The other homeless victims also claim that they now have to use public bathrooms and toilets, which is risky given Langata’s water shortage. With a roof over her head, Tali is better off than many others.

At the shopping centre, a group of women cluster together outside a small eatery, just slightly larger than Tali’s house.

“The owner told us we can sleep here, but we couldn’t fit so we were forced to sleep outside,” says Francisca Muthoki, gently rocking her six-month-old baby who is still recuperating from asphyxia, after she choked on flames during the fire.

Learning disrupted

One of the women, Cecilia Muthoki, cooks chapatis at the eatery, while her colleagues Mukina and Jacqueline Mueni, who operated salons at the slum, say they still do not have any source of income. Until they find help or money, they intend to continue sleeping with their children on the ground.
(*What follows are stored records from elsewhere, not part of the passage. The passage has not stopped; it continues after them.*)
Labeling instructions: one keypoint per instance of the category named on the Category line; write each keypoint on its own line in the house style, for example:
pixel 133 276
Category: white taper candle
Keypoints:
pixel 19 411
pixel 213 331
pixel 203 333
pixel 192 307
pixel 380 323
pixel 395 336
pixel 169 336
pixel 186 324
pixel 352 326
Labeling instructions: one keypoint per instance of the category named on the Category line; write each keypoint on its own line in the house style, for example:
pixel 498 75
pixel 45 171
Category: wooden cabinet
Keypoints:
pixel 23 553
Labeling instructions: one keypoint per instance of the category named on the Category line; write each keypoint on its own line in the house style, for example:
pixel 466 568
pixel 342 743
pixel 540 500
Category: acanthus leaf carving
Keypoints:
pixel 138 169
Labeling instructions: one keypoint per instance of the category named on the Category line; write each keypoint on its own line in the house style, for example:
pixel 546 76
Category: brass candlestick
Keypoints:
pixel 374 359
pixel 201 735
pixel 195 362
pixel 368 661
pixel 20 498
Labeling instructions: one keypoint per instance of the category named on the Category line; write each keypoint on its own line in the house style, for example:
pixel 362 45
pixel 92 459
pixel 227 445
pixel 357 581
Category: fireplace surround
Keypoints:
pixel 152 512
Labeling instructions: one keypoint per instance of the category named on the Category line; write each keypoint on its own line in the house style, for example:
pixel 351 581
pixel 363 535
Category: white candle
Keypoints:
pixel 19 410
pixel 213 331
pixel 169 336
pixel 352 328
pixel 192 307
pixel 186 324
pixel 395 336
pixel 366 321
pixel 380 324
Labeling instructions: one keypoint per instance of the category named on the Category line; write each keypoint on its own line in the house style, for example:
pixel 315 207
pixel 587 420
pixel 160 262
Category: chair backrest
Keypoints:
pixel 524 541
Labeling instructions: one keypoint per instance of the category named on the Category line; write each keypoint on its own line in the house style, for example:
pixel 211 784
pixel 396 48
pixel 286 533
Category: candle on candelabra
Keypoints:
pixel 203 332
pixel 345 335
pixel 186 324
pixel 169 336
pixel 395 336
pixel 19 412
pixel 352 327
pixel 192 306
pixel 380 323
Pius Masai, Deputy Director of the National Disaster Management Unit and overall head of the camp, says the families should be realistic and appreciate the help the Government and well-wishers accorded them.

“The camp was at a school, so we cannot stay there indefinitely and continue to disrupt learning,” he says.

He adds that the camp administration offered the victims enough time and supplies to help them start life.